More Likely Central Bank Rate Cuts on Tap for Thursday

December 10, 2008

Several central banks have announced large rate cuts already this month, including moves of 50 basis points in Hungary, 75 basis points in Canada and Euroland, 100 basis points in Vietnam, Australia, India, Thailand and Britain, and 150 basis points in New Zealand.  Four central banks are likely to ease tomorrow, each by about 50 basis points.

First up will be the Bank of Korea. In early August the Korean benchmark was raised by 25 basis points to 5.25%. That move was reversed two months later and followed by additional rate reductions of 75 bps on October 27 and 25 bps to 4.0% on November 7. PPI inflation in South Korea has fallen from 11.3% on-year in September to 7.8% now. On-year employment growth is at a 5-year low.

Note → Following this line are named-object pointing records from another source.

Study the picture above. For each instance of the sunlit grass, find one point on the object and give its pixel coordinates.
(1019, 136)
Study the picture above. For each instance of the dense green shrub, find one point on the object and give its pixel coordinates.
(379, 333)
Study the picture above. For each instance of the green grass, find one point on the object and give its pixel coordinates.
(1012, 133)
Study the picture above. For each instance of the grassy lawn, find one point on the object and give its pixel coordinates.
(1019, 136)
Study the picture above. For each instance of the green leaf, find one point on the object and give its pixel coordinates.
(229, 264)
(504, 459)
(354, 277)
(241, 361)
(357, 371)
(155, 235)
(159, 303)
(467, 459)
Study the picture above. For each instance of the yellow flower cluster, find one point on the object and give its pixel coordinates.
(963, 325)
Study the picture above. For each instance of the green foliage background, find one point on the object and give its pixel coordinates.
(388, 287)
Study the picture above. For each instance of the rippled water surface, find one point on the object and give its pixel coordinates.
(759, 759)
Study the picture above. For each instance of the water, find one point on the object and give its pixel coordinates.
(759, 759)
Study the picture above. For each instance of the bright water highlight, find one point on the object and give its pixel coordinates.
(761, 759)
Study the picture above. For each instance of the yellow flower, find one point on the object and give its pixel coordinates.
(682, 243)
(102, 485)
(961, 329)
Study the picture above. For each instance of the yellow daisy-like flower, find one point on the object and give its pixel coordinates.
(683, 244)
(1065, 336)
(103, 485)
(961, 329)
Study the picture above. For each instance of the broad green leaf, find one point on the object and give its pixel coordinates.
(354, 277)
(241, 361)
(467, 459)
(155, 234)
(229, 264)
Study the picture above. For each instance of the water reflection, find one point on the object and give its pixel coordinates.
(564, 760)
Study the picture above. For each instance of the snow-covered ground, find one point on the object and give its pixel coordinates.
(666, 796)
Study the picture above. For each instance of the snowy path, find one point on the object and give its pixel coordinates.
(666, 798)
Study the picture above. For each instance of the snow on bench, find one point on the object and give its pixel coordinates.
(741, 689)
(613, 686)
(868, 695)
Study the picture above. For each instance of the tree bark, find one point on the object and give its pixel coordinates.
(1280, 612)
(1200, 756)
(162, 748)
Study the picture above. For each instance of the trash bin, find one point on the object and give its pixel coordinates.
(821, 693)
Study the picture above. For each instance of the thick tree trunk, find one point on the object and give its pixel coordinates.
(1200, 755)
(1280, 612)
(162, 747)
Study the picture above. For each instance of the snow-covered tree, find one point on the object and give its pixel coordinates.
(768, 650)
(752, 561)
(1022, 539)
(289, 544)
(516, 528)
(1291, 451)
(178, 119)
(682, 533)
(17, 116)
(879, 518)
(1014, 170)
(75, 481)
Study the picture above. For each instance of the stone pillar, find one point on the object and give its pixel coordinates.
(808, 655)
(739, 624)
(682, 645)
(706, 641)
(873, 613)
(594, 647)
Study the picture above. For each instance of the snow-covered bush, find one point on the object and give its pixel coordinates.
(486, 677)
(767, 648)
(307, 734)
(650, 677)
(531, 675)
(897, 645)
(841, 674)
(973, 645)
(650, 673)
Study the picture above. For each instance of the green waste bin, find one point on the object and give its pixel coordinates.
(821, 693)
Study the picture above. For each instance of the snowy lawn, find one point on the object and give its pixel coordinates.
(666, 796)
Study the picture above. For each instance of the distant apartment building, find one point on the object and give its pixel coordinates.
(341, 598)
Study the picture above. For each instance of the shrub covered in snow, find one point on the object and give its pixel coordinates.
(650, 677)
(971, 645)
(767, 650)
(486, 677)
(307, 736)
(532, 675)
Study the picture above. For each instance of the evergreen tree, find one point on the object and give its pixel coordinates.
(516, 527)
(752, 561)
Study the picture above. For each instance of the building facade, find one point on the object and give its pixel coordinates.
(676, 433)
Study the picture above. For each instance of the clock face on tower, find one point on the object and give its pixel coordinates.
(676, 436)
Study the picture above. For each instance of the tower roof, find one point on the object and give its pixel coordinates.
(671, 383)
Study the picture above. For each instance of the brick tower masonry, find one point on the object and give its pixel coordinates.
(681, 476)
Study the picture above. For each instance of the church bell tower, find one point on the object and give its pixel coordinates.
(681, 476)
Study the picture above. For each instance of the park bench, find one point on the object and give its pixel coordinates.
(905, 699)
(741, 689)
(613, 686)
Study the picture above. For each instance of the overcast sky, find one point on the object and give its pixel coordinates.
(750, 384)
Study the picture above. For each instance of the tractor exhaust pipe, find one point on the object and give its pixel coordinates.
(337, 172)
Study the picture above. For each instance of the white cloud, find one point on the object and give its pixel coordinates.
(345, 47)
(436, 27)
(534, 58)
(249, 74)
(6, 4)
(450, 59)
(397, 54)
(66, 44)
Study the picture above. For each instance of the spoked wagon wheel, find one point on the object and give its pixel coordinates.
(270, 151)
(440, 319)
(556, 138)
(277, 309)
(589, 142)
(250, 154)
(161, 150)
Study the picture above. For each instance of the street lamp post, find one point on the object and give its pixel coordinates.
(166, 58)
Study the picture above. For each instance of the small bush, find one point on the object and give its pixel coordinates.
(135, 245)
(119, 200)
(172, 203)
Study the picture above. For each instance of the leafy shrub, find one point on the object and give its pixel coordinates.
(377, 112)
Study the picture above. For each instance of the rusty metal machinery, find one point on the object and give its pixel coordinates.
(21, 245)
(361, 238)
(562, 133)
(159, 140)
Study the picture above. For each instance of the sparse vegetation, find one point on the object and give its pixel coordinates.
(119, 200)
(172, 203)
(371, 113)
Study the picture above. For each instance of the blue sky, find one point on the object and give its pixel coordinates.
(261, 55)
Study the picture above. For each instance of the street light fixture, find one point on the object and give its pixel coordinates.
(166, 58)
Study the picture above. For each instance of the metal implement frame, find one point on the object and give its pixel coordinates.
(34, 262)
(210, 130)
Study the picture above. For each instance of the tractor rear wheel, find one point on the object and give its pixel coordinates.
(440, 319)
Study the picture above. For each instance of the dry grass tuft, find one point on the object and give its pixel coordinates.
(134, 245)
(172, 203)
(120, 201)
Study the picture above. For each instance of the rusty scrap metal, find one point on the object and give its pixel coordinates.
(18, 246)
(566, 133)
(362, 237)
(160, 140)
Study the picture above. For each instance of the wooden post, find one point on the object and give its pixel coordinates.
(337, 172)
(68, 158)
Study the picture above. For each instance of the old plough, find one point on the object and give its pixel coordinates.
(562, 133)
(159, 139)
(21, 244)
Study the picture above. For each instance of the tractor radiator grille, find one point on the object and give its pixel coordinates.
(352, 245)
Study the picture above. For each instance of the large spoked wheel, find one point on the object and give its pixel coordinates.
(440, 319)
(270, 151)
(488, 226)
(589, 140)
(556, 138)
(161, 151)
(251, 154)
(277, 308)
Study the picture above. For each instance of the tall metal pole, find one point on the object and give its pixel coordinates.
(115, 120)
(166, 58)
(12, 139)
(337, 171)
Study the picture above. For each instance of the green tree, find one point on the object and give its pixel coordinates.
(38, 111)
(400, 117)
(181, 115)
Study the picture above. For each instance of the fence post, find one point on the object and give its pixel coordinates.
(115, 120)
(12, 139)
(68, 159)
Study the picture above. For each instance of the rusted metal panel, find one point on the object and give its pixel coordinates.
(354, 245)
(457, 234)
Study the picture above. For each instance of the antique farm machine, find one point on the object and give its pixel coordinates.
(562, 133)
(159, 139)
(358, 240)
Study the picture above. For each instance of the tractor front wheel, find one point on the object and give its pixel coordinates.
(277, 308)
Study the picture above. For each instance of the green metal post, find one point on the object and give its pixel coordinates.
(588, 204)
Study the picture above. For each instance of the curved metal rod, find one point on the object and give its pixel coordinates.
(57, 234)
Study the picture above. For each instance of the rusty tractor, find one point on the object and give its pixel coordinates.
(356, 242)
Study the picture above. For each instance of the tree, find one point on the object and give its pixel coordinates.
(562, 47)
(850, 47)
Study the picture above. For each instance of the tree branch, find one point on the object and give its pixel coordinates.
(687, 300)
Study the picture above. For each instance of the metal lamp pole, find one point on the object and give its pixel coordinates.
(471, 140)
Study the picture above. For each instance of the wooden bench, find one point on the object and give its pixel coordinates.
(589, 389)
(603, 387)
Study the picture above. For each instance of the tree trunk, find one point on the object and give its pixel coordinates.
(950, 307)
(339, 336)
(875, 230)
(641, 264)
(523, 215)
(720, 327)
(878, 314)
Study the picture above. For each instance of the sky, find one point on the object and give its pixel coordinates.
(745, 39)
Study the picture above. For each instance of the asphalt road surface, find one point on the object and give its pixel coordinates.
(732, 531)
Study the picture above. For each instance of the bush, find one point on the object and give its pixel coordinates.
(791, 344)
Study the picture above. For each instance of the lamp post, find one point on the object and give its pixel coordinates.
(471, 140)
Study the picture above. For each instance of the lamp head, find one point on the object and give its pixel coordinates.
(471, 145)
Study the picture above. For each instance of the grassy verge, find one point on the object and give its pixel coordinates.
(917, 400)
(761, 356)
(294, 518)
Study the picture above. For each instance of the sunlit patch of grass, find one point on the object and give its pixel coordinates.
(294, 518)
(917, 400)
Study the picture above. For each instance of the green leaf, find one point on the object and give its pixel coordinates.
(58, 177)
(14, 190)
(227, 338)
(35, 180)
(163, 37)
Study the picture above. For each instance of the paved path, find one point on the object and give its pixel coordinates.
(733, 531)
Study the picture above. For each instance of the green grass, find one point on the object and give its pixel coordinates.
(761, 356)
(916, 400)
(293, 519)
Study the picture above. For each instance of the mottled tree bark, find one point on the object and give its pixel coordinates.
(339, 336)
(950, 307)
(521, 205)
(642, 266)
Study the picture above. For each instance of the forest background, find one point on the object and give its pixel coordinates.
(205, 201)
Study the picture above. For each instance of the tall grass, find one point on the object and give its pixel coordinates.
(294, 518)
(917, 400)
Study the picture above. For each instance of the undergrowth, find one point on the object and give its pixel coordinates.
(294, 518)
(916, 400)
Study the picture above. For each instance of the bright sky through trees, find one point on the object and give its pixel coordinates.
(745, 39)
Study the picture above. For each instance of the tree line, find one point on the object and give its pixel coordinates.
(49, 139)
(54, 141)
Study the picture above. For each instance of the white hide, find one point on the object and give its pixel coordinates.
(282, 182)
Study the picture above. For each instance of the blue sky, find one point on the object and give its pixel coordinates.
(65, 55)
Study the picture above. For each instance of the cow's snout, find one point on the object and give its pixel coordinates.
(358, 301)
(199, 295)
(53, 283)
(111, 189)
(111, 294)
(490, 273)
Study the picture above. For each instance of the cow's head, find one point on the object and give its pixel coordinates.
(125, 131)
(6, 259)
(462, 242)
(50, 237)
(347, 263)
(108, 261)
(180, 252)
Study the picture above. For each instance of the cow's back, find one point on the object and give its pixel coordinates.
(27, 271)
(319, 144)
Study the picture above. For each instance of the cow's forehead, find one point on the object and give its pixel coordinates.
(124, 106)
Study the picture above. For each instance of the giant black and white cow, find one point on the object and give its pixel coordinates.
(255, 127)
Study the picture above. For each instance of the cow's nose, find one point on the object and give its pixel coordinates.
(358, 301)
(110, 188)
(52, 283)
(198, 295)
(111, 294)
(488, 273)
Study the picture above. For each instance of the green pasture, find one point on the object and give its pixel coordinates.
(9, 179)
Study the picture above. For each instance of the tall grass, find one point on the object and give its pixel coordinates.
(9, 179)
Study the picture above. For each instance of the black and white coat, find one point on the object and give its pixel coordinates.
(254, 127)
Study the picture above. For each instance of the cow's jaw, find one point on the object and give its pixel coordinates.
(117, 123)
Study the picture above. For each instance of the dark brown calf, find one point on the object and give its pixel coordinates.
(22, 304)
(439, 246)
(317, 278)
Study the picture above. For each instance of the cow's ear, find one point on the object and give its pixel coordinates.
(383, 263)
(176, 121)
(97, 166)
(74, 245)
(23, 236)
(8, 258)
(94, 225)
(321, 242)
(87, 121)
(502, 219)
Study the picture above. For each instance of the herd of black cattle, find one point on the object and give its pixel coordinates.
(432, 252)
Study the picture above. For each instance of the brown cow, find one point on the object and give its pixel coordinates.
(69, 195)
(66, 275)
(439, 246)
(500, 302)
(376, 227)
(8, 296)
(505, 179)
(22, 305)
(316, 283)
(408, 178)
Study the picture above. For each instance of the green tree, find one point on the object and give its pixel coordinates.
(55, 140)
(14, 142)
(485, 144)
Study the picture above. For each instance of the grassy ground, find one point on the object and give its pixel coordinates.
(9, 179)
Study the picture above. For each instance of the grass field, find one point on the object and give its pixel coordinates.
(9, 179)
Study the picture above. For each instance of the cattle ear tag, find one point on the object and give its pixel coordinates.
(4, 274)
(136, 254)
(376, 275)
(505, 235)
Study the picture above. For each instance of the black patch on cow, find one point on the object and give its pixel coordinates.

Taiwan’s central bank implemented its last rate hike, a move of just 12.5 basis points to a discount rate of 3.625% in late June, then reversed that move in late September, cut twice in October by 25 basis points each, and made a third rate cut of 25 bps to 2.75% last month. As elsewhere, Taiwan is experiencing shrinking growth in external and domestic demand as well as lessening inflation.

The Reserve Bank of South Africa raised its repo rate by 50 basis points in April and again in June to 12.0%. Retail sales have recorded six consecutive on-year drops. Consumer price inflation of 12.4% remains far above the target ceiling of 6%, but the outlook points to a substantial decline in price pressure. A majority of analysts expect the first rate cut of an easing cycle to be announced tomorrow.

The Swiss National Bank implemented three rate cuts already from a peak target of 2.75% for three-month Libor. The first of these on October 8th was just 25 basis points and coordinated with several other central bank easing moves including the Fed, Bank of England and ECB. The second, a drop of 50 bps, matched the ECB’s cut of same amount on November 6, and a third move of 100 basis points was announced on November 20th. That third move was accompanied by a statement that left the door open to more near-term reductions and predicted that sub-target inflation might arrive before yearend. While much of Europe is in a recession, Switzerland appears to be on the brink of one. GDP was unchanged in the third quarter, which cut on-year growth to 1.6% from 2.6% in the second quarter.